Ron Schaedel, at home in Maili with son Jame, is a retired Marine worried about the health effects of his gulf war service.
Photo by Dennis Oda, Star-Bulletin
The Hawaii-born enlisted Marine wondered what damage his body would suffer from the murky oil-fire clouds and the smoke from explosions.
Since the 1991 war, Schaedel, 50, has suffered bouts of lethargy and depression and lost a significant amount of hair.
"It's really scary. I don't know what I was exposed to. It's a fear that lingers," said Schaedel, retired in Maili Kai after 28 years in the service.
The Department of Defense has put out a call to 20,000 veterans who it believes were exposed to nerve gas and other chemical weapons in Iraq.
The Pentagon also has admitted that an estimated 250,000 troops were not told they were given experimental vaccinations against chemical weapons. The injections are now under scrutiny for possible links to veterans' illnesses.
The military is searching for connections between veterans' symptoms and their gulf war duty. So far it says none have been found.
But Schaedel is a skeptic after two Vietnam buddies died from cancer caused by the Agent Orange defoliant the U.S. government used in that war.

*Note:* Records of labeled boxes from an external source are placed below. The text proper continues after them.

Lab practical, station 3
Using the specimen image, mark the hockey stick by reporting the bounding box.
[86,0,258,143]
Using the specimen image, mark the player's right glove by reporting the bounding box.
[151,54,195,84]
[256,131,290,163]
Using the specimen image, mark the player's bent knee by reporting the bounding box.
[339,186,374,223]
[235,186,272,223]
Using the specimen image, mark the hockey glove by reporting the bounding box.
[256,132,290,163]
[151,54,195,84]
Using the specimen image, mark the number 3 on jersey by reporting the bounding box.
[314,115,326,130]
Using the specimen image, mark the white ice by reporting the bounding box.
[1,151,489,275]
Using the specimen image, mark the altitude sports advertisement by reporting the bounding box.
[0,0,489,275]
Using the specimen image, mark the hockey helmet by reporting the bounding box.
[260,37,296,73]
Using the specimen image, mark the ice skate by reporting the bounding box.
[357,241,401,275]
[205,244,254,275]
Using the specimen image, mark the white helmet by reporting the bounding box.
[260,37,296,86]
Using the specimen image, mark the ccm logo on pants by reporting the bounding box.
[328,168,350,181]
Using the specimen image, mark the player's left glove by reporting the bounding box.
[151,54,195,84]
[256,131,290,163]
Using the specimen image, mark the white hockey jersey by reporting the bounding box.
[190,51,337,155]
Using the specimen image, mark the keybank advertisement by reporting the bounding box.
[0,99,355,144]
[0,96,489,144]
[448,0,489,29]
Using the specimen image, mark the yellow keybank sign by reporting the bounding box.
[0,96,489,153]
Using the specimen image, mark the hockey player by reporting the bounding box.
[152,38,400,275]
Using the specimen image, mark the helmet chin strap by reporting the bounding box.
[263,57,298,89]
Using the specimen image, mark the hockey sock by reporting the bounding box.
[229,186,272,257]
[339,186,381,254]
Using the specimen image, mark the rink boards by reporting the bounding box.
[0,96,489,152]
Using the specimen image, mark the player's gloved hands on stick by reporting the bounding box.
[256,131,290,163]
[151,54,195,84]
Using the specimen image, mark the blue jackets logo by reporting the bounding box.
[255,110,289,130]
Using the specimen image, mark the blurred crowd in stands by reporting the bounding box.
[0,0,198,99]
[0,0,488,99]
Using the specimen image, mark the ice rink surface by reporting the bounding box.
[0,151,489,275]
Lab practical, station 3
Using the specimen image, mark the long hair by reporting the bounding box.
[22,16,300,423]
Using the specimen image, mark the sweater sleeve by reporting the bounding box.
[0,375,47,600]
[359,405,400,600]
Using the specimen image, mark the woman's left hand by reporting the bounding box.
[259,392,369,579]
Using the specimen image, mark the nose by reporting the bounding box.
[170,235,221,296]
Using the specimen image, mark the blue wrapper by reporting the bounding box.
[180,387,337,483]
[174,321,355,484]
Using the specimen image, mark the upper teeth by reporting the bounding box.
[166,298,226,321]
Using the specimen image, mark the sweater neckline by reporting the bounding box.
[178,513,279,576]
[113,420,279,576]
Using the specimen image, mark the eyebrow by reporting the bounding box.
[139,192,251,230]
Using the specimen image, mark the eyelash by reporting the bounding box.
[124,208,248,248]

He was so worried during the gulf war that he sent his wife documents every time he was given an unidentified drug "in case I came back foaming at the mouth. We were the testing ground. ... The military has an obligation to tell what medicines we are getting."
More than 900 gulf war veterans have been evaluated for symptoms at Hawaii's Tripler Army Medical Center, and the center estimated 200 more will come with the Pentagon's latest call for testing. Officials are encouraging all concerned veterans here to contact them.
Dr. Glen Tomkins, an Army major, heads Tripler's Comprehensive Clinical Evaluation Program, which is aimed at helping people who served in the gulf war.
An estimated 20,000 Desert Storm veterans say they have symptoms related to the war. Tomkins said common medical problems include fatigue, joint pains, diarrhea, memory loss and sleep problems.
"We haven't identified a gulf war syndrome," said Tomkins, who didn't serve in the gulf war but who has examined more than 400 veterans. "We want a close study. If there are problems, they could develop decades later. Agent Orange (research) is still going on 20 years later."
For five years the Pentagon steadfastly denied that U.S. troops were exposed to chemical weapons during the gulf war.
Now defense officials admit that 15,000 troops - other experts estimate as many as 100,000 - may have been exposed to deadly chemicals such as nerve gas.
Schaedel was evaluated at the Department of Veterans Affairs here and placed on a registry. The Disabled American Veterans organization has submitted his name for re-evaluation.
"I didn't want to go in because I felt there were veterans who needed it more than me," Schaedel said. But his wife, Ray, convinced him that he had earned the right to be evaluated and treated, and now he encourages other veterans to do the same.
Tomkins said veterans cannot be treated at veterans hospitals unless their symptoms are combat-related. "It's a lousy system and will always lead to conflict," Tomkins said. "When new problems come up, there's never evidence, at least in the beginning."
Tomkins predicted that "the government will end up acknowledging responsibility in the end."
Ray Schaedel worries that her husband of 26 years may have passed medical problems on to their three sons.
"Some of our leaders in the military and government may have good intentions in safeguarding our troops ... but some of their choices that were made reflect poor judgment," Ray Schaedel said. "As a result many families will suffer great losses. If there is any medical repercussions, for this our government must be held accountable."